In this clever Aatish Kapadia story, the title’s sub-text, “A Race Against Time,” mischievously winks at a time bomb ticking away somewhere off-screen. Bachchan and Kumar, who earlier teamed up with director Shah for Aankhen, here dive into a generational schism. Balancing an elevated father-son feud with first-rate comedy, Waqt makes for commendable viewing.
A wealthy father (Bachchan) and spendthrift son (Kumar) come to odds when the father withholds the son’s privileges to imprint frugal habits on the pampered offspring. What is otherwise merely a 2-plus-hour long discourse on anger management, however, is rescued by the Irani’s comic infusion. Gifted new arrival Irani, reminiscent of Deven Verma’s self-deprecating style, goes one-on-one with Bachchan and comes out unscathed. After his delightful comedy in Munnabhai MBBS, Irani convincingly conquers his role here.
Kumar’s dishy fiscal self-exorcism, meanwhile, provides solid meat that grounds the story. Threatened with downward mobility, he must “sell” his hunky torso to the highest bidder in a tongue-in-cheek jab at platonic male prostitution. Keeping Kumar company in cheesy fashion is Chopra as the clueless love interest who is “forced” to go down-market and negotiate both a tattered dress and a prolonged, third trimester pregnancy—shocking, I tell you, just shocking!

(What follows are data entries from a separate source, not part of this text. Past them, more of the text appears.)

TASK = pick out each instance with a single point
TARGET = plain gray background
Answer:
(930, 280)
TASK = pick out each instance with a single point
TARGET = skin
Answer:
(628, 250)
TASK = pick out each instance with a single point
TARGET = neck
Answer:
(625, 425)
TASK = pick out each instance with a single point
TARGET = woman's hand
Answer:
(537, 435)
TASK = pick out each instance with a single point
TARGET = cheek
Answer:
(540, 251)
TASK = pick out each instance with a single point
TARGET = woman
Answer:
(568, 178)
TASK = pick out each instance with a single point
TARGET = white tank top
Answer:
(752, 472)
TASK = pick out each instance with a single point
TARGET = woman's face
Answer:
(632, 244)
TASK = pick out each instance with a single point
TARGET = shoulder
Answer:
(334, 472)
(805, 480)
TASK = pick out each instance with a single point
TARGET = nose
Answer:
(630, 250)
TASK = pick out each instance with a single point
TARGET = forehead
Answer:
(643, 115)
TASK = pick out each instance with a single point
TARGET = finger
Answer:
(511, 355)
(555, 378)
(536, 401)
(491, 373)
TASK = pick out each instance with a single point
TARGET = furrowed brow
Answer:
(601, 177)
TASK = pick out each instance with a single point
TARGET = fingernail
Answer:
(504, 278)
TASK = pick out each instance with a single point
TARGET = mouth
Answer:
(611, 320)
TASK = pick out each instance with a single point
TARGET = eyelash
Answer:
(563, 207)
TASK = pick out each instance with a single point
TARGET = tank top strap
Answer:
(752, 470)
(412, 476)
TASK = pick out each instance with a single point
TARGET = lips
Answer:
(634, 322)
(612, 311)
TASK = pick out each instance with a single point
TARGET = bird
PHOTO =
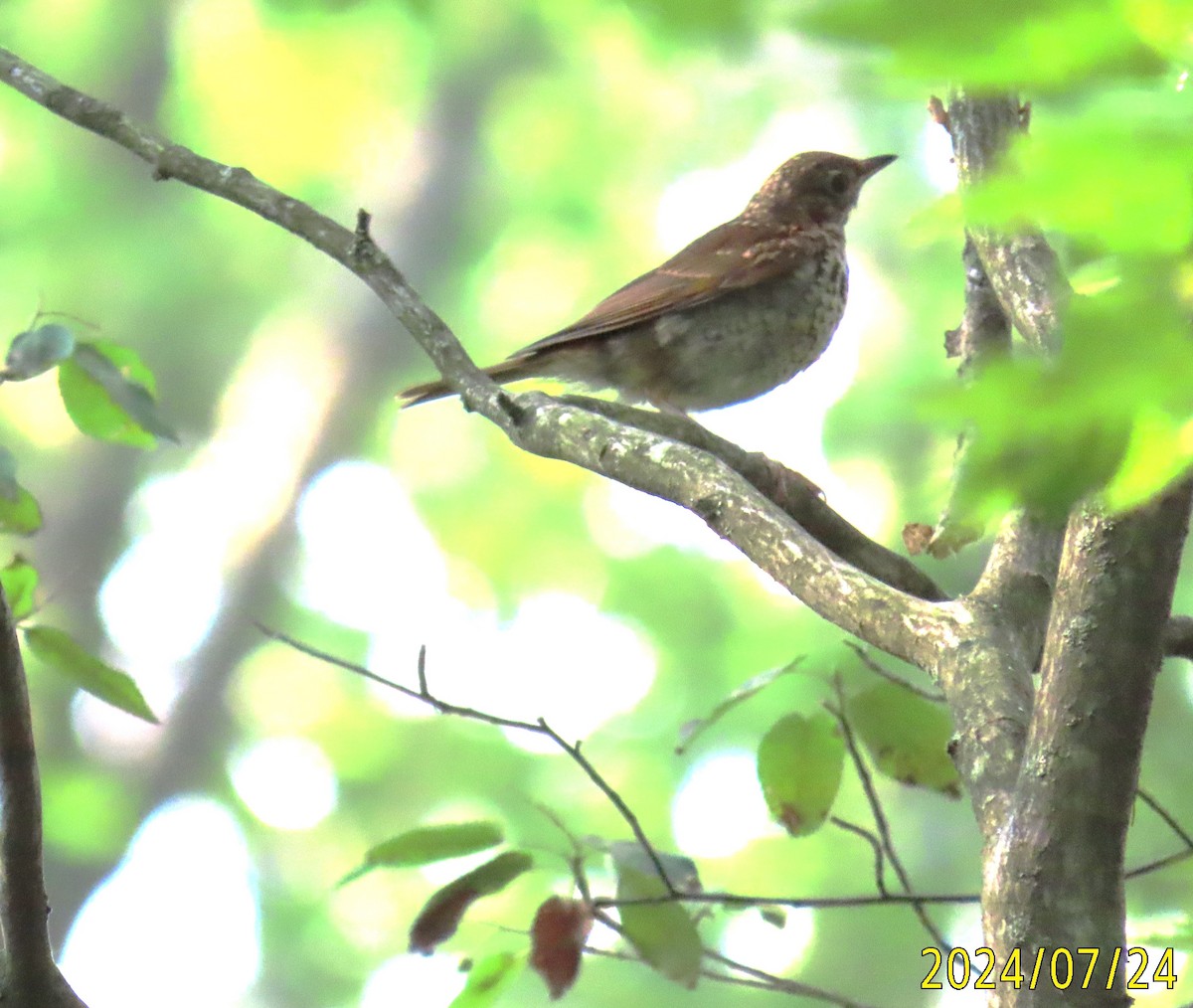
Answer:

In addition to being a sizable hit in India, with Bachchan’s heavier-than-usual promotional boost, Waqt has managed a very decent $500,000 (and counting) gross in the United States. With the box office jingling for several recent Hindi releases stateside, including Black, Kaal and Bunty Aur Babli, 2005 is on par to become the highest grossing year for Indian films in the United States. That’s news worth celebrating.